La princesa de Arima ha encargado preparar una cena tradicional para dos y repartir tantos alimentos como sea posible entre el séquito de su padre. A ellas tan solo les quedan tres jornadas de viaje y necesitan poco. Ha encontrado aliento para sugerir la composición de los chawan, cinco para cada uno, con los que cerrará otro capítulo de su corta vida para siempre. Se trata del orden de platos que le gusta su padre y que recuerda desde niña. A la izquierda el cuenco del arroz chimaki envuelto en una hoja de bambú, típico de esa época del año, y a la derecha un poco de sopa bien caliente. Para las guarniciones, sömen muy finos. Al fondo a la izquierda, pescado saba que llevan seco y que se presenta hervido con daikon, y a su lado otro distinto a la brasa. Al centro no pueden faltar verduras hervidas. Cambiará el cuenco de la sopa por el de la verdura y su padre sonreirá como antaño, se dice con cierta alegría al evocar aquella escena repetida tantas y tantas veces.
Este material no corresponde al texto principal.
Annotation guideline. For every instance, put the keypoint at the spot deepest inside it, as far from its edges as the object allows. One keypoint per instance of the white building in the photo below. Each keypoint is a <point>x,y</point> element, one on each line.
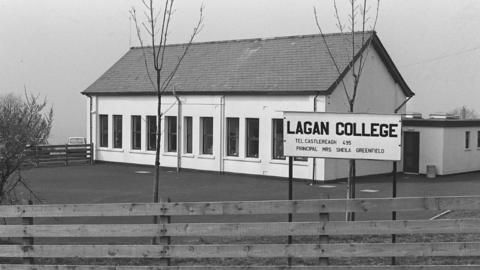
<point>229,99</point>
<point>450,145</point>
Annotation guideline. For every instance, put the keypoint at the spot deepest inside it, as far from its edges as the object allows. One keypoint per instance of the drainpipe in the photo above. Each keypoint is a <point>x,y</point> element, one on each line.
<point>222,133</point>
<point>91,128</point>
<point>314,169</point>
<point>179,131</point>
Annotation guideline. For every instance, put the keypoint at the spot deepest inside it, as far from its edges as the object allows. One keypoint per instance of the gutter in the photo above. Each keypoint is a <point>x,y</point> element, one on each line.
<point>403,103</point>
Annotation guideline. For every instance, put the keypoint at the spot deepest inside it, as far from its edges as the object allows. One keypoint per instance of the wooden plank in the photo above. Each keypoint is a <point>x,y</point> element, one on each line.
<point>384,227</point>
<point>439,249</point>
<point>132,267</point>
<point>245,208</point>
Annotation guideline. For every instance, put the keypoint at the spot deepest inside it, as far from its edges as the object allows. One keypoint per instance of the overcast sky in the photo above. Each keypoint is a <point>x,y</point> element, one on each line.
<point>58,47</point>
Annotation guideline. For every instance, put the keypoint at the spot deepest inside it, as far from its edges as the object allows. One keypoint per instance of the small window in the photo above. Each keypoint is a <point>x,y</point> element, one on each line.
<point>151,132</point>
<point>103,130</point>
<point>171,122</point>
<point>232,136</point>
<point>136,132</point>
<point>467,139</point>
<point>117,131</point>
<point>188,134</point>
<point>207,135</point>
<point>478,139</point>
<point>252,137</point>
<point>277,139</point>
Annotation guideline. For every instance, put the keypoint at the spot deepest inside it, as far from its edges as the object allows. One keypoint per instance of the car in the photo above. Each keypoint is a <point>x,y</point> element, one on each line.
<point>76,140</point>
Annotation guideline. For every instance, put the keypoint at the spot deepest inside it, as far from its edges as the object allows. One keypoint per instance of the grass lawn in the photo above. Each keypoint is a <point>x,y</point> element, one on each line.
<point>104,183</point>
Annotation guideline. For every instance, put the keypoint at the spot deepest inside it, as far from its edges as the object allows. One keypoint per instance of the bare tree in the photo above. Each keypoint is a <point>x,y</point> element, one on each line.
<point>157,18</point>
<point>23,124</point>
<point>464,112</point>
<point>356,25</point>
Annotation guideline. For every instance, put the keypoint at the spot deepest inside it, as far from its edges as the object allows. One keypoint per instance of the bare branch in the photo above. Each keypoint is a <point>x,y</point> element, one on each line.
<point>330,52</point>
<point>142,47</point>
<point>196,30</point>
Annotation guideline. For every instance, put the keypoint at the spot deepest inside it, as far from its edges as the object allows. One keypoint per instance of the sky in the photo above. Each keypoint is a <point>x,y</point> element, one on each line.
<point>57,48</point>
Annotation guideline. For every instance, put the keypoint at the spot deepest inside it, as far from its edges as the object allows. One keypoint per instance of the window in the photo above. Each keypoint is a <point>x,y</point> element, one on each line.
<point>151,132</point>
<point>188,134</point>
<point>467,139</point>
<point>252,137</point>
<point>103,130</point>
<point>277,139</point>
<point>117,131</point>
<point>136,132</point>
<point>232,136</point>
<point>207,135</point>
<point>171,122</point>
<point>478,139</point>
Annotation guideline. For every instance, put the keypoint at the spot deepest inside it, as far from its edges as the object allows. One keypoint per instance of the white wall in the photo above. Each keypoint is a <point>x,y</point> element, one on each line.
<point>456,157</point>
<point>377,93</point>
<point>219,107</point>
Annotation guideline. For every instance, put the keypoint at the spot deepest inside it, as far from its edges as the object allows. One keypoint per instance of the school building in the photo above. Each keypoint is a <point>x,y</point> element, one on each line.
<point>223,109</point>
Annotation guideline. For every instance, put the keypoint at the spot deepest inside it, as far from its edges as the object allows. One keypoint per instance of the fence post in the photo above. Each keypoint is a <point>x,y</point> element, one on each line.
<point>91,154</point>
<point>27,241</point>
<point>36,156</point>
<point>323,239</point>
<point>164,240</point>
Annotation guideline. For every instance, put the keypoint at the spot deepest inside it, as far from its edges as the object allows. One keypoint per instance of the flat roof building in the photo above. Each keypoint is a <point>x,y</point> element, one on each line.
<point>226,114</point>
<point>445,145</point>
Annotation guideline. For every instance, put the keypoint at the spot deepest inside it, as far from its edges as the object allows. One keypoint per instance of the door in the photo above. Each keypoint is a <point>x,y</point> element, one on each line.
<point>411,153</point>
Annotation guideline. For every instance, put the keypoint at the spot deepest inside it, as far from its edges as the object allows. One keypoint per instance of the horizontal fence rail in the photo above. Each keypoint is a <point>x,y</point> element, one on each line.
<point>249,233</point>
<point>384,227</point>
<point>65,154</point>
<point>244,208</point>
<point>244,250</point>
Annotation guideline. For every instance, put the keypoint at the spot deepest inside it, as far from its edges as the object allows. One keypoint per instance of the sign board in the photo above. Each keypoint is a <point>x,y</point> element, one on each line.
<point>342,135</point>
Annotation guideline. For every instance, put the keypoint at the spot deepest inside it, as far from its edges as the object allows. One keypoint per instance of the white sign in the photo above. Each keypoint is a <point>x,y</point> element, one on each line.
<point>342,135</point>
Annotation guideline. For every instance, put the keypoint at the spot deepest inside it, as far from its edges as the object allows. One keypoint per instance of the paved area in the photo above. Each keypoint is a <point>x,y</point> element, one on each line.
<point>104,183</point>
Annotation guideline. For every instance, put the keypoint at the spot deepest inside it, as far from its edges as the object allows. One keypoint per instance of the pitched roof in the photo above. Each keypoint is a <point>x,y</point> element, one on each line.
<point>285,65</point>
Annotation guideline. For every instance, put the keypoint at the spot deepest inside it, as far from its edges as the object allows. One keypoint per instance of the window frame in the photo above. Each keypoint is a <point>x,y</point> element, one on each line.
<point>467,139</point>
<point>236,137</point>
<point>117,127</point>
<point>136,131</point>
<point>171,134</point>
<point>275,124</point>
<point>249,139</point>
<point>151,134</point>
<point>206,137</point>
<point>103,130</point>
<point>188,135</point>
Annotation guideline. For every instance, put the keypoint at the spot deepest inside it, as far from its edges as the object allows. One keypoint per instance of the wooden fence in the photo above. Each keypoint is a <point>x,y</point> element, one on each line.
<point>321,251</point>
<point>64,154</point>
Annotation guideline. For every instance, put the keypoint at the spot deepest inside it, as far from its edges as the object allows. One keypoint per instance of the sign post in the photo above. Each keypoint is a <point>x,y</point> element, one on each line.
<point>342,136</point>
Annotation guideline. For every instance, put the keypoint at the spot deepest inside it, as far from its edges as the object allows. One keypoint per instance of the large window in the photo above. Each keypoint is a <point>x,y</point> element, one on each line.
<point>117,131</point>
<point>151,132</point>
<point>277,134</point>
<point>207,135</point>
<point>171,122</point>
<point>188,134</point>
<point>478,139</point>
<point>467,139</point>
<point>232,136</point>
<point>252,137</point>
<point>136,132</point>
<point>103,130</point>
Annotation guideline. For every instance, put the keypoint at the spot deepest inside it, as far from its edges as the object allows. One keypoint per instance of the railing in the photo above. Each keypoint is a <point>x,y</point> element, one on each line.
<point>325,245</point>
<point>64,154</point>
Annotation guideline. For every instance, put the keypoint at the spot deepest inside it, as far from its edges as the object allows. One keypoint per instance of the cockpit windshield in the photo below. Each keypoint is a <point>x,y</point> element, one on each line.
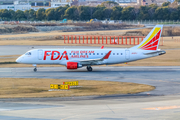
<point>28,53</point>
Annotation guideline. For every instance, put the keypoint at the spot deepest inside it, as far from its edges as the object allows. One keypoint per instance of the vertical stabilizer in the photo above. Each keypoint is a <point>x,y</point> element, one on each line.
<point>151,41</point>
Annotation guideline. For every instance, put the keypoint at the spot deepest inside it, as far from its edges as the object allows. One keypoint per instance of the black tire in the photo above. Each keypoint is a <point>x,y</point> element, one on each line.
<point>89,69</point>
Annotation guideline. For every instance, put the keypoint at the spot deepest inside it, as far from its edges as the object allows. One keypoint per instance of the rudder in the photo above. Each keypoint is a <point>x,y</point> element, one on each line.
<point>151,41</point>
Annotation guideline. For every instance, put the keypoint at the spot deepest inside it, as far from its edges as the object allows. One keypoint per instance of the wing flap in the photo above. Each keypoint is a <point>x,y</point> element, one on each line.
<point>94,61</point>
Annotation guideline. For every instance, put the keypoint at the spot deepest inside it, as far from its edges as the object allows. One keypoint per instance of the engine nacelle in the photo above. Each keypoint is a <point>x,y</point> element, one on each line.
<point>72,65</point>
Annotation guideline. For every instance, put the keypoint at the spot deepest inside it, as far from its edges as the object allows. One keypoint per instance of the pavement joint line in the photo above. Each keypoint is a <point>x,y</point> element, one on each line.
<point>162,108</point>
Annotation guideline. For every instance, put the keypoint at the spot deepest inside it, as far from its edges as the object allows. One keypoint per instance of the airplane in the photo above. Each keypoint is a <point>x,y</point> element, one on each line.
<point>78,58</point>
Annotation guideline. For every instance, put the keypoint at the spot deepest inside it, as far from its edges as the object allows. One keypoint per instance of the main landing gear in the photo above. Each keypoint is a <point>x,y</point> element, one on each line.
<point>89,68</point>
<point>35,67</point>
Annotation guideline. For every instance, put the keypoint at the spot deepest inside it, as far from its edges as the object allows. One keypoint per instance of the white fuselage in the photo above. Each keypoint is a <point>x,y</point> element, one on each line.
<point>56,56</point>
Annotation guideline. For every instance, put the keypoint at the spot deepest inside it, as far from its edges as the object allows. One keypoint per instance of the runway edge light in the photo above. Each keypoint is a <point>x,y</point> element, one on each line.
<point>57,86</point>
<point>71,83</point>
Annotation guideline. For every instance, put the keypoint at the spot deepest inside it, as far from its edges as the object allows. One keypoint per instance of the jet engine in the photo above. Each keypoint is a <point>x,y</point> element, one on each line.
<point>72,65</point>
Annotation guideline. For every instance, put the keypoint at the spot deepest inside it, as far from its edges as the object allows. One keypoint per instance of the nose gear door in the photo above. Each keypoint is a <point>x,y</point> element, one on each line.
<point>40,54</point>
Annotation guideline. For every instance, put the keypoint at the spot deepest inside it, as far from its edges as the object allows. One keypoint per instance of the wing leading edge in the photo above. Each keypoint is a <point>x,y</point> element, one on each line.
<point>94,61</point>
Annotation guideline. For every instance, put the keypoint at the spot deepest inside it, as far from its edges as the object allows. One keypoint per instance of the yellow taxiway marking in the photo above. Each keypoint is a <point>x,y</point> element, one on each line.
<point>162,108</point>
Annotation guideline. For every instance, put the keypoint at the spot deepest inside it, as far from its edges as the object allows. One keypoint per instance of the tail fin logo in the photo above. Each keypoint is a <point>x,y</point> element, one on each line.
<point>152,42</point>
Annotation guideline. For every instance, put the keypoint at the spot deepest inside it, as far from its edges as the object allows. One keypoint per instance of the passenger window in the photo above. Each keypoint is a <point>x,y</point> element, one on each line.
<point>28,53</point>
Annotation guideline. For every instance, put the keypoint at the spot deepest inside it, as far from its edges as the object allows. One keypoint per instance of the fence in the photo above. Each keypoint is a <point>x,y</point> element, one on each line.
<point>94,39</point>
<point>176,40</point>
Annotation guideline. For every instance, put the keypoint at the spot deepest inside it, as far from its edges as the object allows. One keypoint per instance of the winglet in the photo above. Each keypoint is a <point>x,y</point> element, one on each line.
<point>107,55</point>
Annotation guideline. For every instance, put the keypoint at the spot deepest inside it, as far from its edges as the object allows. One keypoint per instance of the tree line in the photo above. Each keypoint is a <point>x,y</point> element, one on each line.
<point>107,10</point>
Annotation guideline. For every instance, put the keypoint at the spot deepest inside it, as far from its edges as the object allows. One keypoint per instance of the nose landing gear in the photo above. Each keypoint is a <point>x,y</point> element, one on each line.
<point>35,67</point>
<point>89,68</point>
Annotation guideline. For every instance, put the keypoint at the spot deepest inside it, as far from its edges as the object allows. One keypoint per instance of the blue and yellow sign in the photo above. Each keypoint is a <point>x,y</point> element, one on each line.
<point>62,87</point>
<point>72,83</point>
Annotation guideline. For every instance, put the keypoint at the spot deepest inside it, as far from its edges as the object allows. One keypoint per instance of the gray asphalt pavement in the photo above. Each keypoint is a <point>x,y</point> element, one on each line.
<point>165,79</point>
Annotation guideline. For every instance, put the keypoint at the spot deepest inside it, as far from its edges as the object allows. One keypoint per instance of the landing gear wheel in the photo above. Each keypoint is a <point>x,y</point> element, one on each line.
<point>89,68</point>
<point>35,69</point>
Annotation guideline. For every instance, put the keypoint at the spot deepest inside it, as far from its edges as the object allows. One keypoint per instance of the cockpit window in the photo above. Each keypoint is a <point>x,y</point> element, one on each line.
<point>28,53</point>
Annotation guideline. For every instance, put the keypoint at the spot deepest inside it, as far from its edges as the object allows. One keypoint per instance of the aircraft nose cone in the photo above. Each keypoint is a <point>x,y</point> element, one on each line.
<point>18,60</point>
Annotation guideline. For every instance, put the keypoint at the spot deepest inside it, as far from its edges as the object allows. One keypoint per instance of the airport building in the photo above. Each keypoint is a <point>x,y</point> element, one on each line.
<point>32,4</point>
<point>158,2</point>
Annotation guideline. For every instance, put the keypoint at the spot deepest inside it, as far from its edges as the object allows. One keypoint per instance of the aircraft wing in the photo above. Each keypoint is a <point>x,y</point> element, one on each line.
<point>94,61</point>
<point>159,52</point>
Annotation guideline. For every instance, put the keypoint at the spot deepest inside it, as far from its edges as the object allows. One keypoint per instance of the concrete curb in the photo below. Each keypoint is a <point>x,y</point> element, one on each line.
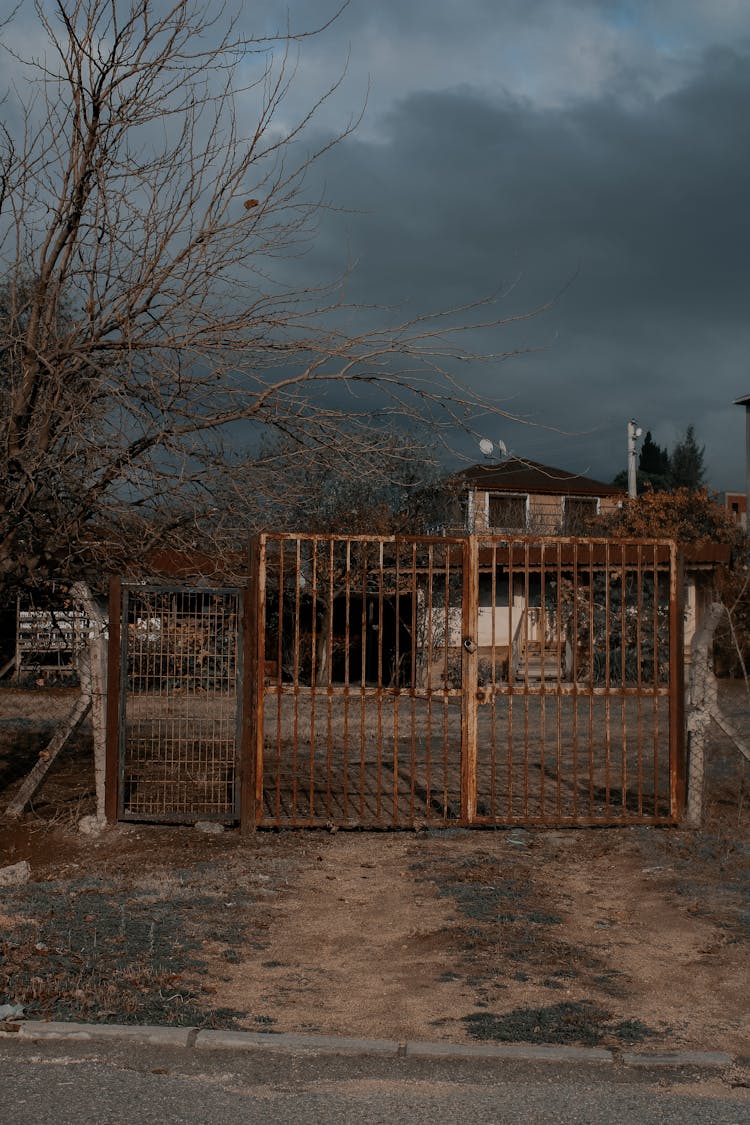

–Mi querida Keiko –comienza nada más sentarse sin apenas mirar la cena–, hace décadas que busco la paz de Kyunshu, como sabes bien. Años atrás logré aglutinar bajo mi mando las provincias de Bungo, Buzen, Chikugo, Chikuzen e Higo. Vivimos en armonía con nuestro vecino Sumitada, daimyo de Omura, y juntos llevamos esa misma calma a Arima de la mano de su sobrino Harunobu, ahora tu esposo. Al sur, Shimazu Takahisa gobernaba Hiuga e Ito hacía lo propio en Satsuma. Tampoco ellos querían la guerra; nos respetábamos. Lucharon sin embargo Hiuga y Satsuma, venció Shimazu y fue entonces cuando tu hermana, viuda de Ito y con dos hijos, tuvo que regresar a su Bungo natal. A la muerte de Takahasi, lo sustituyó su hijo Yoshihisa, quien ha dedicado sus días a llenar la isla de odio, rencor y muerte. En Hizen, Riuzoji, a quien tanto dimos y cuidamos en casa, es la misma imagen del horror. Ambos, Yoshihisa y Riuzoji, traerán la desgracia a las generaciones venideras.

–¿Cómo ha ocurrido tu derrota, padre? Tu ejército es fuerte y valeroso. Es el más grande y formidable de todo Kyunshu, y de buena parte de Japón.

–Hace cuatro años le cedí a tu hermano Yoshimune el mando en mis dominios con la intención de iniciar mi retiro. Su ambición desmedida nos ha llevado a la ruina. Con la intención de recuperar Hiuga de las manos de Shimadzu Yoshihisa, lanzó hace un año a sesenta mil de nuestros hombres a la batalla. Todo parecía haber ido bien. Acudí a tomar posesión de Hiuga y regresé a Bungo. Pero hace semanas supimos de una nueva embestida de los samuráis de Satsuma bajo el liderazgo de Shimadzu y decidí regresar en su defensa con cuarenta mil de mis hombres.

»Va para trescientos años que no se ha visto en todo Japón lealtad y valentía mayores que las de los samuráis del sur de Hyunshu, hoy al servicio de Yoshihisa –reconoce el anciano triste y pensativo.

–La derrota es parte de la vida, así como la misma muerte nos aguarda a todos por igual –afirma Keiko, arrepentida por su anterior ataque–. Hiciste lo que creías mejor para alcanzar la paz para tu pueblo.

–He cometido muchos errores, tal vez demasiados, y el resultado es miseria y muerte, hija mía. El mayor de ellos fue mi desposorio con Jezabel, tu madre. Ella le inculcó una malsana ambición a tu hermano Yoshimune y nada ya puede hacerse. Fue demasiado tarde cuando la repudié. El daño estaba hecho.

–Ver que hablas de este modo de mi madre no me hace bien, padre.

–La verdad encuentra siempre un camino para revelarse, como el amor alcanza antes o después a dos seres predestinados. –Habla como si supiera del dolor de ella y de la causa de su deseo de abandonar este mundo—. Apenas encontramos oposición en nuestro camino –continúa entonces tal como había comenzado–. Fuimos informados de que Yoshihisa había retirado sus tropas de Hiuga y decidí quedarme a un día de camino tras el ejército acompañado por los jesuitas Cabral y Almeyda. Dejé al mando a mi consejero principal, Tawara Tsugitada, tío tuyo. Los castillos en el extremo norte de la provincia fueron reducidos sin resistencia.